FIG. 1 and FIG. 2 are plan views illustrating first and second embodiments of the first invention of the present invention, respectively;
4 and 5 are plan views respectively explaining the first and second embodiments of the second invention of the present invention, and FIGS. 7 to 10 are plan views respectively explaining the conventional example, FIG. 3 is a diagram showing a part of a plan view of an example of a substrate implementing the first invention of the present invention, FIG. 3 a is a diagram showing a part of a common electrode substrate, and FIG. 3 b
6 is a diagram showing a part of the active matrix board, and FIG. 6 is a diagram showing a part of the active matrix board, and FIG.
FIG. 6A is a diagram showing a part of the common electrode substrate, and FIG. 6B is a diagram showing a part of the active matrix substrate. 11, 22, 381-384, 47-49, 5 in the figure
1,52,671-673,670,71,8
1,91,100 is 1 pixel, 12,41~46,
92 color display cells, 30, 300, 60, 600 are glass substrates, 31-34, 61-66 are color filters, 37, 68 are common electrodes, 39, 69 are transfer electrodes, 310, 320, 610, 6
20 is a scanning line, 311-314, 611-617
are signal lines; 315, 317, and 623 are switching elements; 316, 318, and 622 are display electrodes;
2, 82, 83, 92, 93, and 103 indicate color moiré patterns, respectively.

Claims (1)

[Claims] 1. A liquid crystal material is filled between two substrates, a common electrode larger than the display surface is provided inside one of the substrates, and a signal line is provided inside the other substrate. Scanning lines are insulated and orthogonal and arranged in a matrix, and a switching element is provided at the intersection of the signal line and the scanning line to be connected to the signal line, the scanning line, and the display electrode, and the two substrates are connected to each other. A color filter of three primary colors consisting of small pieces in between is provided in an area larger than the display surface, and one color display cell is divided into three color display cells in the row (column) direction.

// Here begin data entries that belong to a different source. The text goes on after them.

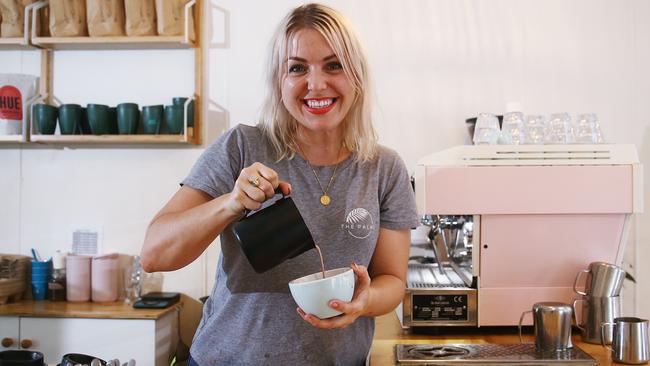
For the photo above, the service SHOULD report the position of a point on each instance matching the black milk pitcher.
(273, 234)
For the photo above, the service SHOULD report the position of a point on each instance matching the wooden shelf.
(11, 138)
(48, 47)
(113, 43)
(113, 139)
(14, 44)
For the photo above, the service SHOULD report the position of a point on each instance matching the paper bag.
(170, 17)
(140, 17)
(68, 18)
(105, 17)
(13, 17)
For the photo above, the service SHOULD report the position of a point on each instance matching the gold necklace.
(325, 198)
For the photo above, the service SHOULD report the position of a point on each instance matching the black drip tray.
(487, 354)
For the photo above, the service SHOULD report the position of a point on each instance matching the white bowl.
(313, 292)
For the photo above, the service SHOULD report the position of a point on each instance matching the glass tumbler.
(535, 130)
(512, 129)
(559, 129)
(587, 129)
(487, 129)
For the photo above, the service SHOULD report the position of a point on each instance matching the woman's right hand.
(255, 184)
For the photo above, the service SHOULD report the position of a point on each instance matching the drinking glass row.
(518, 129)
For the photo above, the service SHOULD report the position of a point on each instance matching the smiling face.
(315, 89)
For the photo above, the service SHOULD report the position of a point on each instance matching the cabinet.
(148, 337)
(50, 45)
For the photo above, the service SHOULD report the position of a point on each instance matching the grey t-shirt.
(250, 318)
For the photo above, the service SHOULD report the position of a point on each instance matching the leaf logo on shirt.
(359, 223)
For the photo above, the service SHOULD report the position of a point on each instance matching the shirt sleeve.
(218, 167)
(397, 208)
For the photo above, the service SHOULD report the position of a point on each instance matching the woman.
(315, 141)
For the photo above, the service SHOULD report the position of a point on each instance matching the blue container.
(41, 267)
(41, 277)
(39, 290)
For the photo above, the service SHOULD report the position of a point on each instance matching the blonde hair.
(275, 120)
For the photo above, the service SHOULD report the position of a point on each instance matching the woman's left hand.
(351, 310)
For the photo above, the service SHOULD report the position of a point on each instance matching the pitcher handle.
(575, 284)
(602, 335)
(521, 319)
(248, 212)
(575, 314)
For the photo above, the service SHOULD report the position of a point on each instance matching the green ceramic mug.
(128, 116)
(98, 119)
(152, 117)
(112, 120)
(174, 119)
(45, 117)
(69, 118)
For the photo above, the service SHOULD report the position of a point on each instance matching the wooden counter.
(96, 310)
(388, 332)
(104, 330)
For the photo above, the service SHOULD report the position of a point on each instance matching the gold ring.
(254, 181)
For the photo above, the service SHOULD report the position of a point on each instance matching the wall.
(435, 64)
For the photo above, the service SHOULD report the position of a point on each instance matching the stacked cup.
(601, 300)
(41, 275)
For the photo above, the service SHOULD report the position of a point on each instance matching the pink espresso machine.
(524, 220)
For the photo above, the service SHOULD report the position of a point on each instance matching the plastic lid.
(58, 260)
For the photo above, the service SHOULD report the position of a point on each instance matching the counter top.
(64, 309)
(388, 332)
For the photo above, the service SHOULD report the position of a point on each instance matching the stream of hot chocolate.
(322, 264)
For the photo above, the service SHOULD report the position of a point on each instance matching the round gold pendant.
(325, 200)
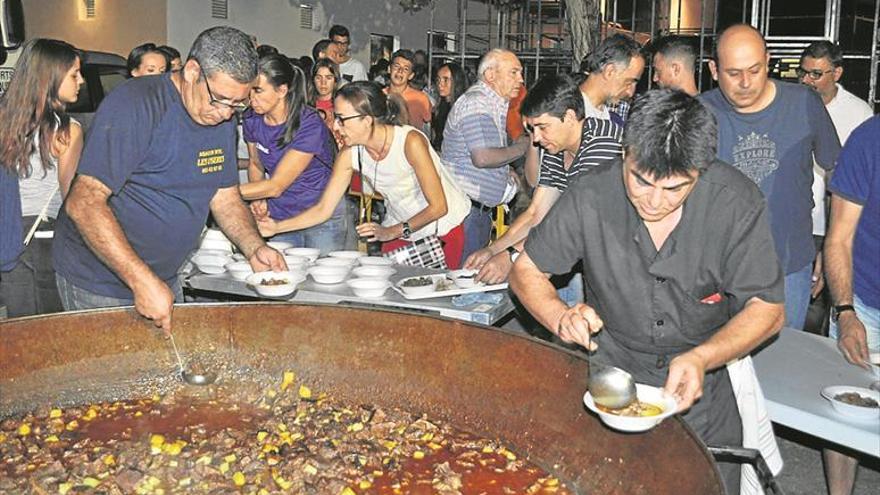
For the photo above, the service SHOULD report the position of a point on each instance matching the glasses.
(815, 75)
(236, 107)
(339, 119)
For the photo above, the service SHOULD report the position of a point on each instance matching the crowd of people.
(697, 211)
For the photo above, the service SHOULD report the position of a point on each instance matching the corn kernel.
(238, 478)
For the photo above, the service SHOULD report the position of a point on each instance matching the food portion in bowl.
(651, 407)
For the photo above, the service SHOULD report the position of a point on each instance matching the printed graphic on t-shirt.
(755, 156)
(211, 161)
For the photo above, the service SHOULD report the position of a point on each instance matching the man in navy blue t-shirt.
(159, 157)
(772, 131)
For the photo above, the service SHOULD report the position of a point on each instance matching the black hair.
(279, 71)
(824, 49)
(326, 63)
(264, 50)
(732, 26)
(441, 110)
(368, 99)
(680, 48)
(170, 52)
(669, 133)
(339, 30)
(136, 56)
(320, 46)
(617, 49)
(405, 54)
(553, 95)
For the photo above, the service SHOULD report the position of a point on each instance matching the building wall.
(118, 26)
(277, 22)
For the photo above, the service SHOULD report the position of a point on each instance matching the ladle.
(610, 387)
(189, 376)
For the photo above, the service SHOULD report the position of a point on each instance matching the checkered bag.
(426, 252)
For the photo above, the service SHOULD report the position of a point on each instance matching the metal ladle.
(189, 376)
(610, 387)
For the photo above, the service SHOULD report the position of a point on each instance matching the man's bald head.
(740, 67)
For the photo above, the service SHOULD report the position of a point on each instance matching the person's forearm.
(236, 221)
(758, 321)
(498, 157)
(838, 270)
(89, 211)
(536, 292)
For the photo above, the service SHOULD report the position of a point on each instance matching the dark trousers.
(29, 289)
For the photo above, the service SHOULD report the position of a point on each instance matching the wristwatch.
(513, 252)
(836, 310)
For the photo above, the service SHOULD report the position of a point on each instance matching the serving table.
(794, 369)
(311, 292)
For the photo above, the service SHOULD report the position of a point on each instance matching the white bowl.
(464, 279)
(374, 271)
(346, 254)
(375, 261)
(645, 393)
(210, 263)
(419, 290)
(369, 288)
(279, 245)
(329, 274)
(218, 244)
(310, 253)
(281, 290)
(239, 270)
(850, 410)
(215, 234)
(345, 262)
(296, 262)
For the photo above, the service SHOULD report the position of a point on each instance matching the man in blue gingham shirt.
(475, 144)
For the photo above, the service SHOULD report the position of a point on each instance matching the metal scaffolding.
(538, 32)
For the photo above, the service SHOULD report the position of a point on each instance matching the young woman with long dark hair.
(40, 146)
(451, 83)
(421, 197)
(288, 140)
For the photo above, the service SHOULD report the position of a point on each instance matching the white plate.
(375, 261)
(464, 279)
(369, 288)
(645, 393)
(849, 410)
(293, 279)
(310, 253)
(374, 271)
(329, 274)
(346, 254)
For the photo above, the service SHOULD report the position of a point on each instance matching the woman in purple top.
(291, 154)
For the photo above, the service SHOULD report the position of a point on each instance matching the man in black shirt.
(679, 266)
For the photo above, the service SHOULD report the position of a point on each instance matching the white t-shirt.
(352, 70)
(847, 111)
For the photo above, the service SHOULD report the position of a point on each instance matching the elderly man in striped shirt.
(554, 115)
(475, 146)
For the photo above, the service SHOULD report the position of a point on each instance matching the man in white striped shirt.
(553, 111)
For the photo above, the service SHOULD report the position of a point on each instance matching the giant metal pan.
(494, 383)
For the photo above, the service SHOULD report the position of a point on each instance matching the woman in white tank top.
(421, 197)
(40, 144)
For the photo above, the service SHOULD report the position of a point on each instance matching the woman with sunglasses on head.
(421, 197)
(288, 140)
(40, 147)
(451, 83)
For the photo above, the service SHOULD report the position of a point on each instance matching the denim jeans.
(76, 298)
(328, 236)
(477, 229)
(870, 317)
(797, 296)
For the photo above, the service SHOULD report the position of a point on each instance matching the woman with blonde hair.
(40, 145)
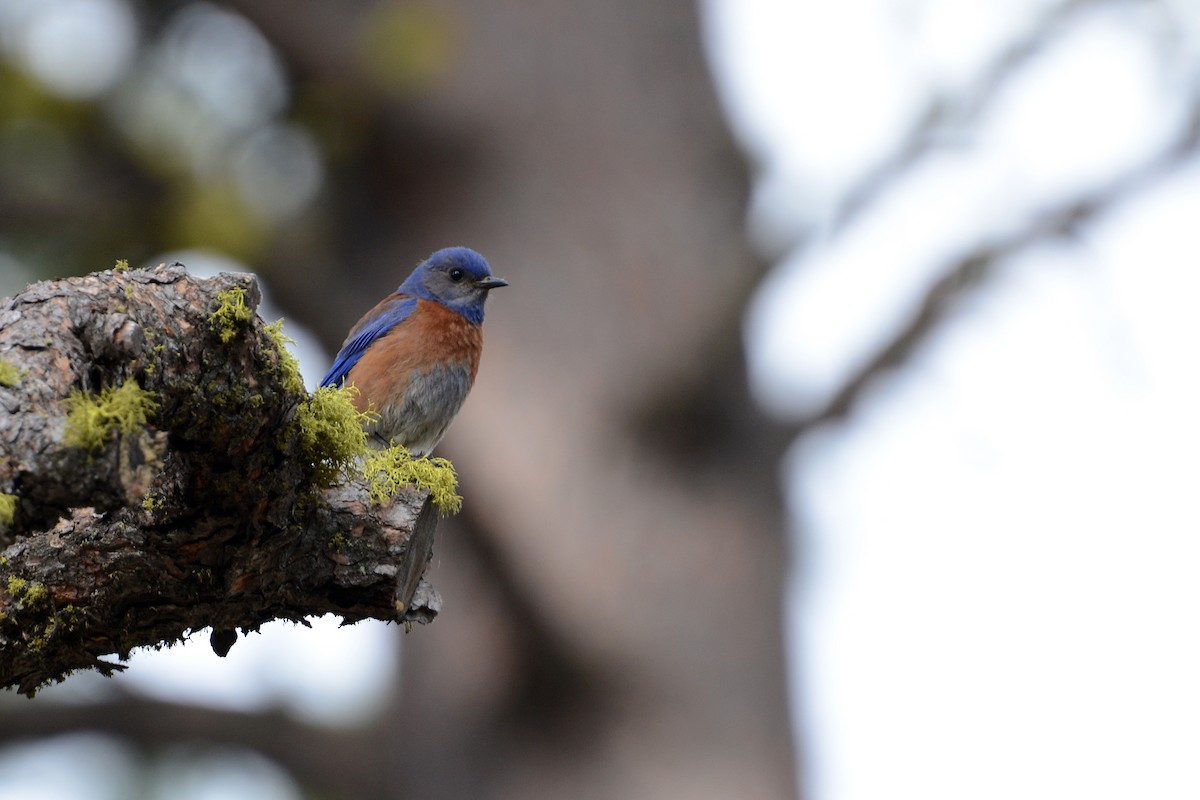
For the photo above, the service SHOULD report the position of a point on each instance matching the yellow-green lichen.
(7, 509)
(28, 593)
(91, 419)
(289, 367)
(10, 373)
(394, 467)
(330, 431)
(232, 313)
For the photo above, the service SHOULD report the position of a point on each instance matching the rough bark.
(207, 516)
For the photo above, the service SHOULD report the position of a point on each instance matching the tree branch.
(208, 515)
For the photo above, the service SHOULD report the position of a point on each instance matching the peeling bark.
(205, 517)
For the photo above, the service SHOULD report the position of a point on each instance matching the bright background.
(994, 587)
(997, 591)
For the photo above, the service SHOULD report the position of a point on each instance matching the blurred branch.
(129, 535)
(345, 763)
(979, 265)
(951, 113)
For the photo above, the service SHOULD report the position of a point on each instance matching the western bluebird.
(413, 358)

The pixels are configured and the pixels in each row (column) are sequentially 1/
A matrix color liquid crystal display panel characterized by being constructed by repeating a 2 pixel shift and a 1/3 pixel shift. 2. A liquid crystal material is filled between two substrates, and a color filter consisting of small pieces of three primary colors is provided in an area above the display surface with the three colors regularly arranged in rows and columns, and is displayed on the inside of one of the substrates. A common electrode is provided with a size larger than the surface, and signal lines and scanning lines are insulated and orthogonally arranged in a matrix on the inside of the other substrate, and the scanning line (signal line) is connected to two of the color display cells. One display cell is provided for each row (column), and display cells of three adjacent colors in two rows (columns) sandwiching the scanning line (signal line) are two colors from one of the two rows (columns) and two colors from the other. One pixel is composed of a two-stage combination of three pairs of one color, and the two
The combination of colors and one color is reversed in the adjacent pixel in the row (column) direction, forming a pixel arrangement in which the pixels in the column (row) direction are shifted by 1/3 pixel, and the intersection of the signal line and the scanning line 1. A matrix color liquid crystal display panel, characterized in that a switching element is connected to the signal line, the scanning line, and the display electrode.